I’d say that while .forEach is less helpful than its counterparts, .map(transformer), .filter(predicate), .reduce(combiner, initialValue), it still serves purposes when all you really want to do is modify the outside world (not the array), n-times, while having access to either arr[i] or i.

So how do we deal with the disparity, as Motto is clearly a talented and knowledgeable guy, and I would like to imagine that I know what I’m doing/where I’m going (now and then… …other times it’s head-first learning)?

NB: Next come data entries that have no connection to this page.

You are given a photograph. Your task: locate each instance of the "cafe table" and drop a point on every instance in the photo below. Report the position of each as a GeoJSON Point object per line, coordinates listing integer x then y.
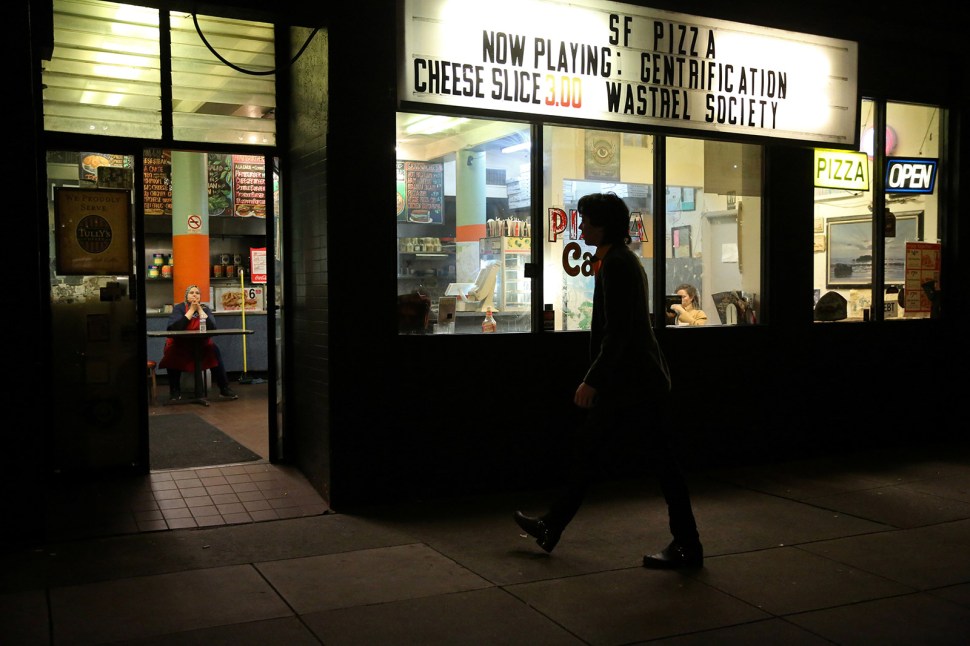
{"type": "Point", "coordinates": [197, 338]}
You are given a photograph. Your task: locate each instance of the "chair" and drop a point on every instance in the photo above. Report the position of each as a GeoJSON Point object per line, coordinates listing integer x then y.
{"type": "Point", "coordinates": [479, 295]}
{"type": "Point", "coordinates": [152, 384]}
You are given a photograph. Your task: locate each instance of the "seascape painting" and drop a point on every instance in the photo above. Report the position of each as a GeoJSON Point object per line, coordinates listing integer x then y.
{"type": "Point", "coordinates": [849, 249]}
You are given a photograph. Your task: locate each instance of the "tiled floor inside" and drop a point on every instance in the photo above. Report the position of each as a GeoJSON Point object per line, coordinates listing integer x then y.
{"type": "Point", "coordinates": [185, 498]}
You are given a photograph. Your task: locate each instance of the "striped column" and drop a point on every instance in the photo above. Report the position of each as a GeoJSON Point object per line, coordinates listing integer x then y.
{"type": "Point", "coordinates": [470, 212]}
{"type": "Point", "coordinates": [190, 224]}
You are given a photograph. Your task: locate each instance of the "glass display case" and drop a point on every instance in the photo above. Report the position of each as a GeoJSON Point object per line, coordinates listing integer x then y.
{"type": "Point", "coordinates": [513, 291]}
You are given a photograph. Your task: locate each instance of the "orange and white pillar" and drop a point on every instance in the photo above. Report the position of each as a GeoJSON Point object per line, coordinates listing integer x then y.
{"type": "Point", "coordinates": [190, 224]}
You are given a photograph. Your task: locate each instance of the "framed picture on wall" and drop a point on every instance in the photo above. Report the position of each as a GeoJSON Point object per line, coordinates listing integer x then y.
{"type": "Point", "coordinates": [848, 259]}
{"type": "Point", "coordinates": [680, 242]}
{"type": "Point", "coordinates": [92, 231]}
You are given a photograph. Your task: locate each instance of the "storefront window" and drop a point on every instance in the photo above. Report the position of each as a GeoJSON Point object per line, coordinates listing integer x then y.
{"type": "Point", "coordinates": [845, 244]}
{"type": "Point", "coordinates": [464, 227]}
{"type": "Point", "coordinates": [712, 203]}
{"type": "Point", "coordinates": [712, 218]}
{"type": "Point", "coordinates": [577, 162]}
{"type": "Point", "coordinates": [105, 75]}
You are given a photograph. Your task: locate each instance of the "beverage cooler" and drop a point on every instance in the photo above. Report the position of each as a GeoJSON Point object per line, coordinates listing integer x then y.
{"type": "Point", "coordinates": [513, 291]}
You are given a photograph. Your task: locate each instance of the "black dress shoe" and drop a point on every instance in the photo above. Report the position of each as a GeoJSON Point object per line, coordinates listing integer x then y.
{"type": "Point", "coordinates": [546, 536]}
{"type": "Point", "coordinates": [676, 556]}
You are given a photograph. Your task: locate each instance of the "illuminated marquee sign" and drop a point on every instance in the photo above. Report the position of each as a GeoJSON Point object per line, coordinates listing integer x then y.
{"type": "Point", "coordinates": [842, 169]}
{"type": "Point", "coordinates": [910, 175]}
{"type": "Point", "coordinates": [614, 62]}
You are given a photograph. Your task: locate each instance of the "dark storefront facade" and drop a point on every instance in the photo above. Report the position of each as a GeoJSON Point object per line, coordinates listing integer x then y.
{"type": "Point", "coordinates": [385, 386]}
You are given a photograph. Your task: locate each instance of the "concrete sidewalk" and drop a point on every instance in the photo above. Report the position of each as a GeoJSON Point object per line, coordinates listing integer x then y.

The answer is actually quite simple, and something Uncle Bob and Sir Crockford would both facepalm, due to the oversight:

clean it up.

function toArray (arrLike) { // or asArray(), or array(), or *whatever*
  return [].slice.call(arrLike);

var checked = toArray(checkboxes).filter(isChecked);

Now, if you’re questioning whether you need to do this, yourself, the answer may well be no…
This exact thing is done by… …every(?) library with higher-order features these days.
If you’re using lodash or underscore or even jQuery, they’re all going to have a way of taking a set of elements, and performing an action n-times.
If you aren’t using such a thing, then by all means, write your own.

lib.array = (arrLike, start, end) => [].slice.call(arrLike, start, end);
lib.extend = function (subject) {
  var others = lib.array(arguments, 1);
  return others.reduce(appendKeys, subject);

Update for ES6(ES2015) and Beyond

Not only is a slice( )/array( )/etc helper method going to make life easier for people who want to use lists just like they use arrays (as they should), but for the people who have the luxury of operating in ES6+ browsers of the relatively-near future, or of “transpiling” in Babel today, you have language features built in, which make this type of thing unnecessary.

function countArgs (...allArgs) {
  return allArgs.length;

function logArgs (...allArgs) {
  return allArgs.forEach(arg => console.log(arg));

function extend (subject, ...others) { /* return ... */ }

var nodeArray = [ ...nodeList1, ...nodeList2 ];

Super-clean, and very useful.
Look up the Rest and Spread operators; try them out at the BabelJS site; if your tech stack is in order, use them in production with Babel and a build step.

There’s no good reason not to be able to use the transform from non-array into array… …just don’t make a mess of your code doing nothing but pasting that same ugly line, everywhere.